Jakobi R, Traugh J A
Department of Biochemistry, University of California, Riverside 92521-0129, USA.
Eur J Biochem. 1995 Jun 15;230(3):1111-7. doi: 10.1111/j.1432-1033.1995.tb20662.x.
Casein kinase II exists in vivo as an active holoenzyme consisting of catalytic alpha and/or alpha' and regulatory beta subunits, which form a tetrameric structure of alpha 2 beta 2. Unlike most other protein kinases, casein kinase II uses both ATP and GTP effectively as phosphate donors. Two residues unique to the catalytic subunit of casein kinase II, Val66 and Trp176, were mutated to Ala66 and Phe176, respectively, the amino acids present in more than 95% of the identified protein kinase sequences. Using recombinant alpha subunit expressed in Escherichia coli, the mutations have been previously shown to reduce the utilization of GTP by changing Km values for ATP and GTP and to reduce the approximate fivefold stimulation observed upon addition of the regulatory subunit [Jakobi, R. & Traugh, J. A. (1992) J. Biol. Chem. 267, 23,894-23,902]. In this study, the mutations are shown to affect the catalytic activity of the reconstituted holoenzyme by changing both Km and Vmax values. The Vmax for ATP is reduced by the mutation of Trp176 to phenylalanine, but no change is observed with GTP. The Val66 to alanine and Val66/Trp176 to alanine/phenylalanine mutations reduce the Vmax values for ATP and GTP to levels comparable to those of the catalytic subunits alone, indicating that changes in the stimulation of activity by the beta subunit are due to changes in Vmax. Structural studies using ultraviolet CD spectroscopy show that changes in stimulation of Vmax by the beta subunit are correlated with changes in the secondary structure; the extent of these changes is reduced by both mutations. Correlation of changes in secondary structure and stimulation of activity by the beta subunit indicate that the formation of the wild-type holoenzyme causes conformational changes in the active site, leading to an increased rate of reaction. As shown by the mutations, Val66 and Trp176 are involved both in the conformational changes and in the selectivity of ATP and GTP.
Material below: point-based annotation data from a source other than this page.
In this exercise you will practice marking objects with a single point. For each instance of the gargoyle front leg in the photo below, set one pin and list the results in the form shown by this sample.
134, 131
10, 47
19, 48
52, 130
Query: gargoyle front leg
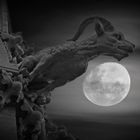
43, 64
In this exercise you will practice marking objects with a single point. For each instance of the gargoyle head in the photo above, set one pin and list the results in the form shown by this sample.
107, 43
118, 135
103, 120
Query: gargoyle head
107, 40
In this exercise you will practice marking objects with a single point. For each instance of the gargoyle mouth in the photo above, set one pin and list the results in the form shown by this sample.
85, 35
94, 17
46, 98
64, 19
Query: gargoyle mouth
126, 49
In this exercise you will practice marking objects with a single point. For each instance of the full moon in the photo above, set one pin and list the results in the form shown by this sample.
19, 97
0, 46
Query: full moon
107, 84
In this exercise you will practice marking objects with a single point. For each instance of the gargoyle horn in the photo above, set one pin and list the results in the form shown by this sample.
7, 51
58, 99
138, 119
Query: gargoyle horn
107, 26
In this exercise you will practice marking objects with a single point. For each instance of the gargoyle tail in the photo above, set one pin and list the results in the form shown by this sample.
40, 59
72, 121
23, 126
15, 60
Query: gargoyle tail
106, 25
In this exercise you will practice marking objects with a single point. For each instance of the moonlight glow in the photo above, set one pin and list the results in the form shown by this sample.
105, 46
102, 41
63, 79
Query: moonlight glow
106, 85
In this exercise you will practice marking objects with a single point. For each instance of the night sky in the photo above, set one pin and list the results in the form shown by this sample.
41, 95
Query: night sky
45, 24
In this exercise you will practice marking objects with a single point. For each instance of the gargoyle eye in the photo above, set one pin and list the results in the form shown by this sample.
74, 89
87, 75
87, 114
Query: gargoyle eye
118, 36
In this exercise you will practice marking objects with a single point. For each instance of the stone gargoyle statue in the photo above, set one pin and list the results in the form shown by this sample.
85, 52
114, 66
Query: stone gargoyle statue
57, 65
52, 67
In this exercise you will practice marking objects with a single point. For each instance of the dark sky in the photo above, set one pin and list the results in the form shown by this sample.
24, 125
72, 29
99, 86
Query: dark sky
45, 24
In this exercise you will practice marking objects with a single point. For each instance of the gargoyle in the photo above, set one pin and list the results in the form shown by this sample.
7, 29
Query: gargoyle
55, 66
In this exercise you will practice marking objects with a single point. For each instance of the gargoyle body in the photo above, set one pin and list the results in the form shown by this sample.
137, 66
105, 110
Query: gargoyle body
55, 66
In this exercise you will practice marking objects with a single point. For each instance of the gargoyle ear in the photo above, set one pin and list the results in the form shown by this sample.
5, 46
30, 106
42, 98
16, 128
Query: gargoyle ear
99, 29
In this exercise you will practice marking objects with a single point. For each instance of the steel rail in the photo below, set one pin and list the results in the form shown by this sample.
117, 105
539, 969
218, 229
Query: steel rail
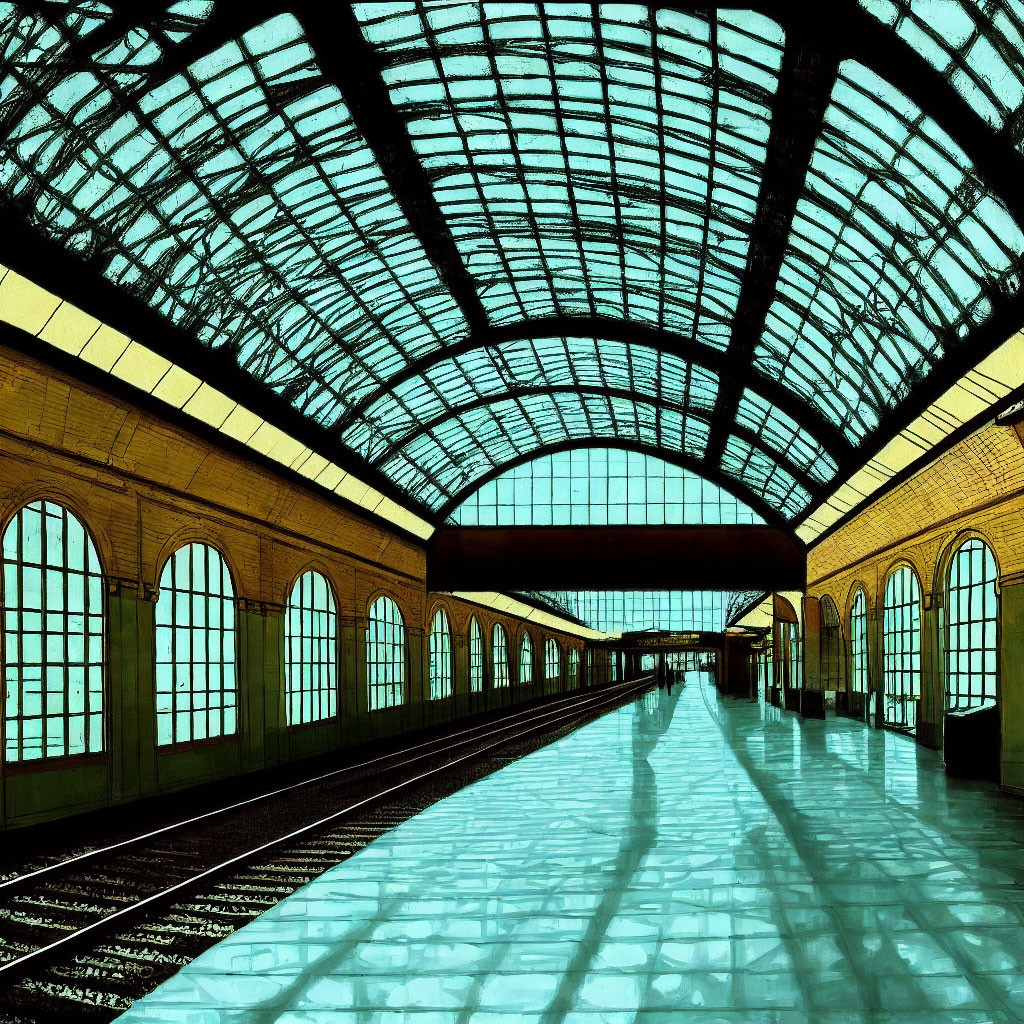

酪蛋白激酶II在体内以一种活性全酶的形式存在,该全酶由催化性的α和/或α'亚基以及调节性的β亚基组成,形成α2β2的四聚体结构。与大多数其他蛋白激酶不同,酪蛋白激酶II能有效地将ATP和GTP都用作磷酸供体。酪蛋白激酶II催化亚基特有的两个残基,Val66和Trp176,分别被突变为Ala66和Phe176,这两种氨基酸存在于超过95%已鉴定的蛋白激酶序列中。利用在大肠杆菌中表达的重组α亚基,先前的研究表明这些突变通过改变ATP和GTP的Km值降低了GTP的利用率,并降低了添加调节亚基后观察到的约五倍的刺激作用[雅各比,R. & 特劳,J. A.(1992年)《生物化学杂志》267, 23894 - 23902]。在本研究中,这些突变被证明通过改变Km和Vmax值来影响重组全酶的催化活性。将Trp176突变为苯丙氨酸会降低ATP的Vmax,但GTP未观察到变化。将Val66突变为丙氨酸以及将Val66/Trp176突变为丙氨酸/苯丙氨酸会将ATP和GTP的Vmax值降低到与单独催化亚基相当的水平,表明β亚基对活性的刺激变化是由于Vmax的改变。使用紫外圆二色光谱的结构研究表明,β亚基对Vmax的刺激变化与二级结构的变化相关;这两种突变都降低了这些变化的程度。二级结构的变化与β亚基对活性的刺激之间的相关性表明,野生型全酶的形成会导致活性位点的构象变化,从而导致反应速率增加。如突变所示,Val66和Trp176既参与构象变化,也参与ATP和GTP的选择性。